OpenAI's board of directors, charged with protecting the nonprofit startup's mission of developing powerful artificial intelligence that benefits humanity, ultimately reinstated Altman days later and is now in the process of completing his membership.
“I expect we'll make a lot of progress on that in the coming months,” Altman, CEO of OpenAI, said at a later Bloomberg event in Davos. “And after that, the new board will examine the governance structure.”
“We'll look at it from all angles,” he said.
Microsoft has now secured a non-voting observer position on the OpenAI board.
Competition authorities in Europe, Britain and, reportedly, the United States have begun to closely examine the Microsoft-OpenAI relationship.

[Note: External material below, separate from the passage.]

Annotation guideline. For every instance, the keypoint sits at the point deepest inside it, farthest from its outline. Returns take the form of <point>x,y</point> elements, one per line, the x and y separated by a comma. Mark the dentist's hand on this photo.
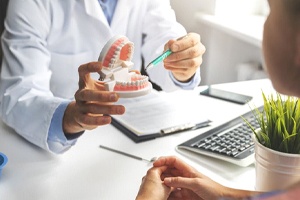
<point>92,105</point>
<point>186,57</point>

Their deal guarantees the Windows maker large portions of the startup's profits depending on certain conditions, said a person briefed on the terms.
According to Nadella, the fact that Microsoft does not fully own OpenAI distinguished their deal in a pro-competitive manner.
“Associations are, in fact, a way to have competition,” he said.
Microsoft's investments in computing power and its years-long bet on OpenAI before its ChatGPT fame, Nadella said, were a “very risky bet” and “it wasn't all conventional wisdom.”